The Beta Investment Report | High Yield Bond ETFs | 4.3.12

Here’s the latest installment of our ongoing review of ETFs that can be used to replicate the Global Market Index (GMI), a passive, unmanaged benchmark that’s comprised of the major asset classes. In the previous edition, we looked at broadly defined, investment-grade U.S. bond funds. Today’s focus is on high yield ETFs.

In particular, we’re looking at three junk bond products targeting the U.S. fixed-income market. A new ETF was recently launched that caught our eye: SPDR Barclays Capital Short Term High Yield Bond (SJNK). This fund, which targets the shorter maturity spectrum of junk bonds, started trading last month and so it’s still on our wait-and-see list.
Meanwhile, our formal short list is comprised of three high yield ETFs. These are the funds that meet certain criteria, including an expense ratio no higher than 0.5%, a passive index-replication investment strategy, and a track record of at least three years. The three ETFs that pass our test are generally comparable, although our first choice is SPDR Barclays Capital High Yield Bond (JNK). Its moderately lower expense ratio is an attraction, an edge that seems to be helping it outperform for the trailing three-year period vs. the other two funds.
Then again, we don’t expect radically different results from these funds over the medium- and long-run horizons. As such, all three are more or less interchangeable for use in replicating GMI and other multi-asset class strategies.

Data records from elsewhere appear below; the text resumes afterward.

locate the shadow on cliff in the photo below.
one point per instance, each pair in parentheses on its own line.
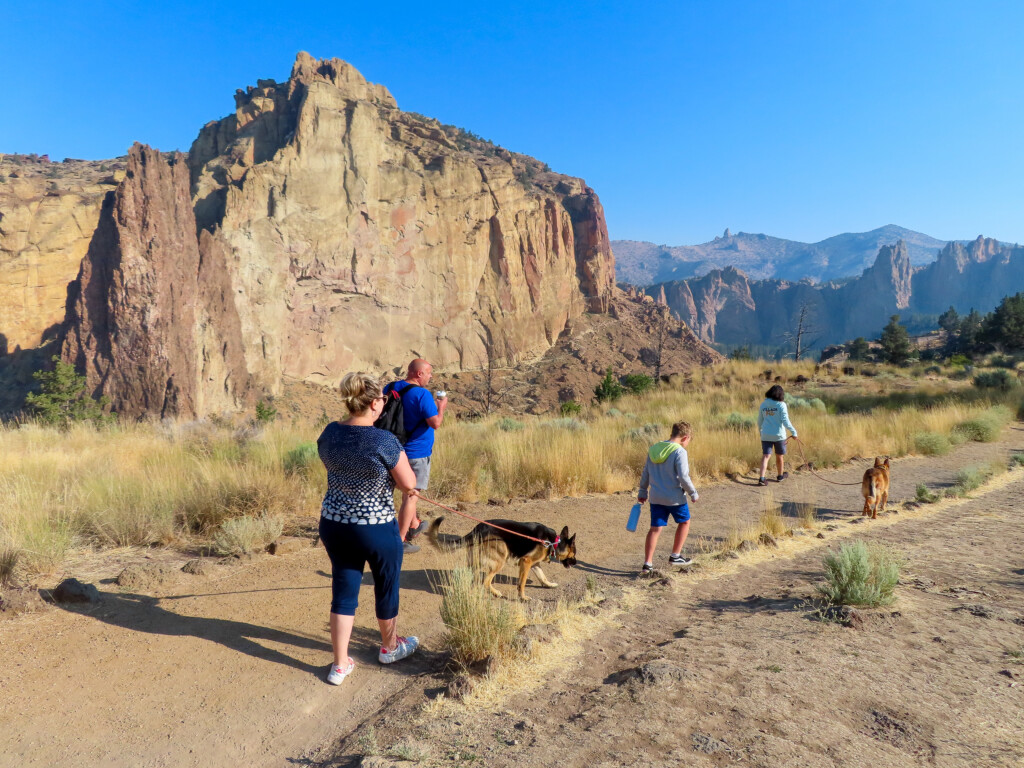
(144,613)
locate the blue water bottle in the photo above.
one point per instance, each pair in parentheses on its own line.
(634,520)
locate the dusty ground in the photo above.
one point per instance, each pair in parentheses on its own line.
(227,667)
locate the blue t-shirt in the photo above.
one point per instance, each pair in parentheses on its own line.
(359,485)
(418,406)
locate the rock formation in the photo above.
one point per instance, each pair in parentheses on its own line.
(726,306)
(321,229)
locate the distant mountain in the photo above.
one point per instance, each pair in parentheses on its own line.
(762,256)
(726,306)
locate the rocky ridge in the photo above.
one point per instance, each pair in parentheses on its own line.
(727,306)
(318,229)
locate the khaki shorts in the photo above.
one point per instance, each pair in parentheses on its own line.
(422,469)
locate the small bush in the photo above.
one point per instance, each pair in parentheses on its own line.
(982,429)
(608,389)
(265,413)
(300,459)
(860,574)
(931,443)
(648,433)
(570,408)
(572,425)
(739,422)
(478,626)
(638,383)
(241,536)
(1000,380)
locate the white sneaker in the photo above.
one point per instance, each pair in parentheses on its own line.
(406,647)
(338,674)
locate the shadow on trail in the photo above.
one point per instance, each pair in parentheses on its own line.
(143,613)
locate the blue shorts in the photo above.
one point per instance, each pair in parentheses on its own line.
(659,514)
(350,548)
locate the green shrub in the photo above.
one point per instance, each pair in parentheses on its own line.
(242,536)
(300,459)
(570,408)
(931,443)
(739,422)
(265,413)
(1000,380)
(608,389)
(638,383)
(647,433)
(61,398)
(860,574)
(984,428)
(477,626)
(572,425)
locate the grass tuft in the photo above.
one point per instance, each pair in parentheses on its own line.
(860,574)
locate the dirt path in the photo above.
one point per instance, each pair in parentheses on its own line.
(227,667)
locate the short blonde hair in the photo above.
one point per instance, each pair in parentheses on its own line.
(681,429)
(358,390)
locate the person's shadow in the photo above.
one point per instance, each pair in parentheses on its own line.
(143,613)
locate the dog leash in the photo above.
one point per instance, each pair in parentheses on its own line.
(810,466)
(548,545)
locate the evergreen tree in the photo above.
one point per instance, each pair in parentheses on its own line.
(895,342)
(858,348)
(1005,326)
(61,398)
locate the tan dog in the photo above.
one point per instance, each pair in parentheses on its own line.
(876,487)
(488,548)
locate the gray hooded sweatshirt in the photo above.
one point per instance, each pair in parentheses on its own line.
(667,472)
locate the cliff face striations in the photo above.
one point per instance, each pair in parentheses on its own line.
(321,229)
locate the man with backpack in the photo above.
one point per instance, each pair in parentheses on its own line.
(420,416)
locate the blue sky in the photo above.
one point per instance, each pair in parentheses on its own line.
(797,119)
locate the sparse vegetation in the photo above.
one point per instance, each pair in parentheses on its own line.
(242,536)
(860,574)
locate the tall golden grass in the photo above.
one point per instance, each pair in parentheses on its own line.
(148,483)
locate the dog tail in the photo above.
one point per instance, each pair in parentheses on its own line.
(442,542)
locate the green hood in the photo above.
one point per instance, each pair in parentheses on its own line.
(660,452)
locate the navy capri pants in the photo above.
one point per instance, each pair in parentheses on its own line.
(350,547)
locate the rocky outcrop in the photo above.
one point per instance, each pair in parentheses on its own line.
(48,212)
(726,306)
(321,229)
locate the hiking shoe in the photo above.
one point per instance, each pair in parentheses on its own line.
(406,647)
(338,674)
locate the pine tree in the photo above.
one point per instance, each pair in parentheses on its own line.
(895,342)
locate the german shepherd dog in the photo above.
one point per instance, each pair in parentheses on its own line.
(487,549)
(876,487)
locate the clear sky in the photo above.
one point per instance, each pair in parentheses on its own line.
(802,120)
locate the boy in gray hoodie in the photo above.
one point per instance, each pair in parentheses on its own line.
(667,473)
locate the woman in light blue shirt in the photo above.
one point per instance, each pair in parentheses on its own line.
(773,420)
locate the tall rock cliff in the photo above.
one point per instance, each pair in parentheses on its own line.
(320,229)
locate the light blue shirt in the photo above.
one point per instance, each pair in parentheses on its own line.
(773,420)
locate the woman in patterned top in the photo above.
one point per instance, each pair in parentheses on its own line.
(357,523)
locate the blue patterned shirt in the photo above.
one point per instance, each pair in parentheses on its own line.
(359,485)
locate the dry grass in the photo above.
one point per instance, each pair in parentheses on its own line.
(144,484)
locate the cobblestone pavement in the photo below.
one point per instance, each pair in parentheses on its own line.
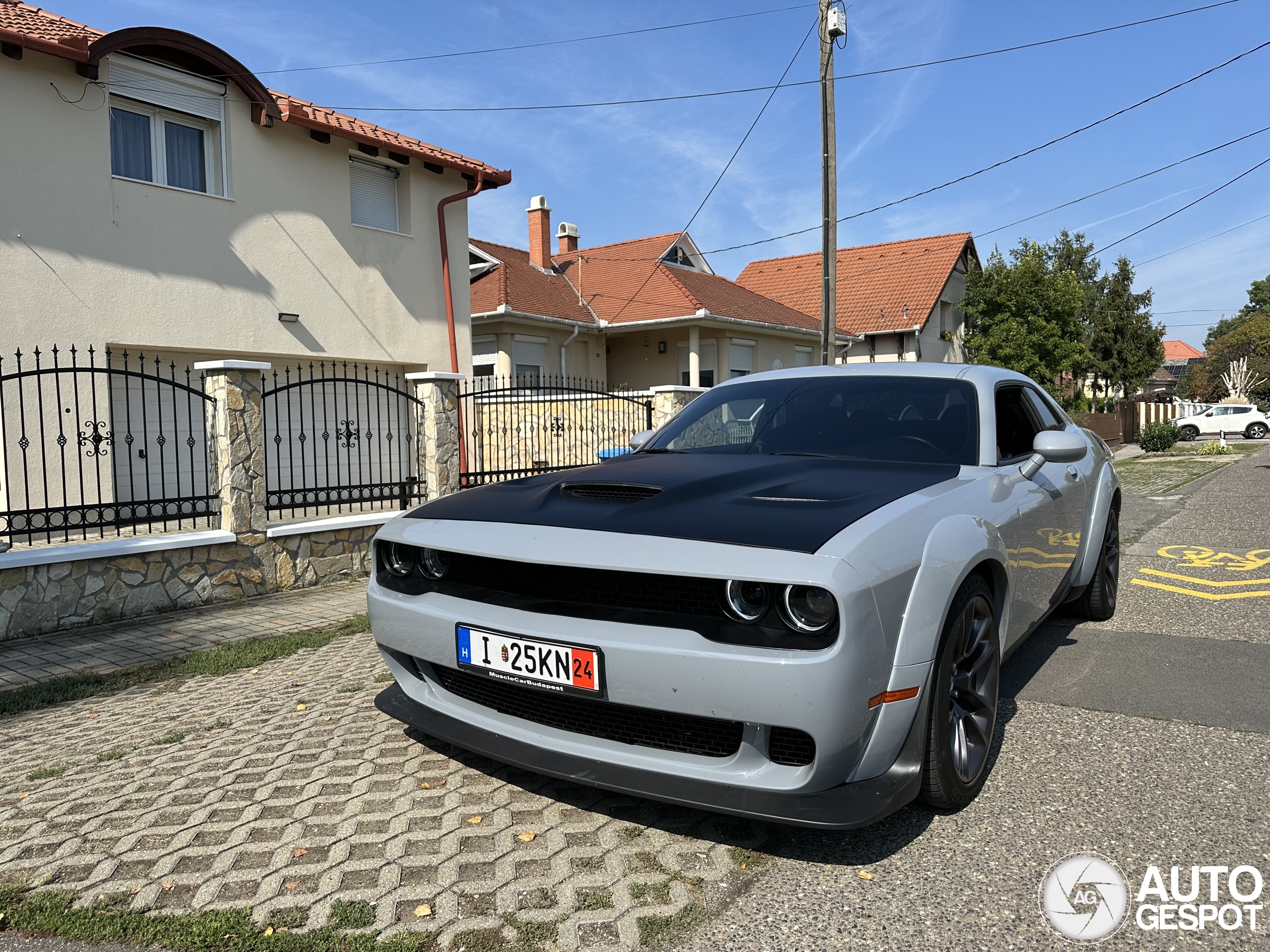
(134,642)
(221,791)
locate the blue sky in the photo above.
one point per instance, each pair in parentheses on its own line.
(633,171)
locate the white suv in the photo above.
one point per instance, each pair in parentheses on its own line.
(1226,418)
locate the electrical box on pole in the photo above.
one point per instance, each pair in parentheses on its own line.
(833,24)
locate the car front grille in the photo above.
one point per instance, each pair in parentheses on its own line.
(642,726)
(591,587)
(790,747)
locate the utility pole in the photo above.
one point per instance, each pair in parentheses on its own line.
(833,24)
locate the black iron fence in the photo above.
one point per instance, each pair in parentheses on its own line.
(525,425)
(97,445)
(341,438)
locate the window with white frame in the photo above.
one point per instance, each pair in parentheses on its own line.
(484,356)
(166,126)
(373,193)
(529,358)
(741,357)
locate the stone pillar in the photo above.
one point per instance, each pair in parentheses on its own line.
(237,442)
(694,356)
(439,429)
(668,400)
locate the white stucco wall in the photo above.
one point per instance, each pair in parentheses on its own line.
(111,261)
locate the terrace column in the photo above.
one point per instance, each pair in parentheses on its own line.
(439,429)
(235,441)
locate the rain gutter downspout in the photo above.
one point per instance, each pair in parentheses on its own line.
(450,301)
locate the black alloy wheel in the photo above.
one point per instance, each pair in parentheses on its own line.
(965,686)
(1099,601)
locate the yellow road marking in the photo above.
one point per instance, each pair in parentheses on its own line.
(1209,595)
(1205,582)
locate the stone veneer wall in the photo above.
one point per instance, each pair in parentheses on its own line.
(36,599)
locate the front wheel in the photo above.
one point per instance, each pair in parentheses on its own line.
(964,695)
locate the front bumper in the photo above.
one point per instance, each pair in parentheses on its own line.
(842,808)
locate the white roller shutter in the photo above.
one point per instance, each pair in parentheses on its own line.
(373,193)
(154,84)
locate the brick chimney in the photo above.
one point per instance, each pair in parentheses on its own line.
(540,233)
(568,235)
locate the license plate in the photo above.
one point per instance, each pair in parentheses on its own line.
(535,663)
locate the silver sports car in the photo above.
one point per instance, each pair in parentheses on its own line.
(792,602)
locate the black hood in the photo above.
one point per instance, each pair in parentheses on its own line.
(778,502)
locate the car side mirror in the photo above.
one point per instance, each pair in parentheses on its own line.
(1061,446)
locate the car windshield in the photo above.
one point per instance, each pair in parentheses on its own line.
(905,419)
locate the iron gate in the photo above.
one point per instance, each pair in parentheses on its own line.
(89,447)
(540,424)
(342,438)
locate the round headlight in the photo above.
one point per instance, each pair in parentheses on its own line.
(808,608)
(746,602)
(435,563)
(400,559)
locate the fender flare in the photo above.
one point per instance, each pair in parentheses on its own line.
(954,547)
(1091,534)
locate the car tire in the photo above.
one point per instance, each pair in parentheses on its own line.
(964,699)
(1099,599)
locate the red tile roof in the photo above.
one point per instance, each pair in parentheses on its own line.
(39,30)
(518,286)
(1180,351)
(628,282)
(876,282)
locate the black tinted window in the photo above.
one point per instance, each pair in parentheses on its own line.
(910,419)
(1015,425)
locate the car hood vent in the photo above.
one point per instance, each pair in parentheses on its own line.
(609,492)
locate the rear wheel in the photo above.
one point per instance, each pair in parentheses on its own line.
(964,694)
(1099,601)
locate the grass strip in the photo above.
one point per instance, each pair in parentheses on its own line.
(223,659)
(51,913)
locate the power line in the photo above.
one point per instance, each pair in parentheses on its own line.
(780,85)
(553,42)
(1203,240)
(736,153)
(1004,162)
(1249,172)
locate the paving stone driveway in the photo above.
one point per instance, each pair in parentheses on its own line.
(218,792)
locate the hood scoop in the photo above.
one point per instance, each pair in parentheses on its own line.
(609,492)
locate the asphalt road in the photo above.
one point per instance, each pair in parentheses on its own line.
(1143,738)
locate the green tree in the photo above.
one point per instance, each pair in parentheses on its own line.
(1259,302)
(1025,315)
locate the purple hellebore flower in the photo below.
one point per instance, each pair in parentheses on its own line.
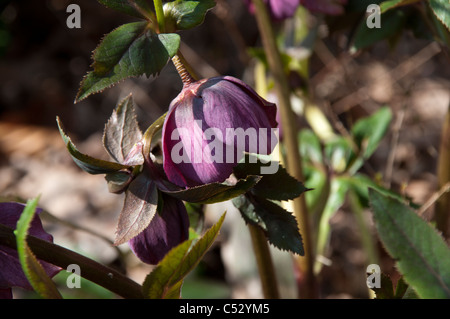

Indeed, performance correlations over the last three years between these three products is roughly 0.95, according to Morningstar Principia. (A correlation of 1.0 indicates perfect positive correlation; zero reflects no correlation.) That’s a sign that these ETFs share similar if not quite identical risk profiles. No doubt there’ll be short-term differences, perhaps surprisingly so at times, given the different benchmarks and replication procedures. But in the context of GMI, the expected differences are unlikely to be game changers one way or the other. That said, if we must pick just one from the list, JNK is the current preference for capturing a broad definition of the high yield beta via an ETF.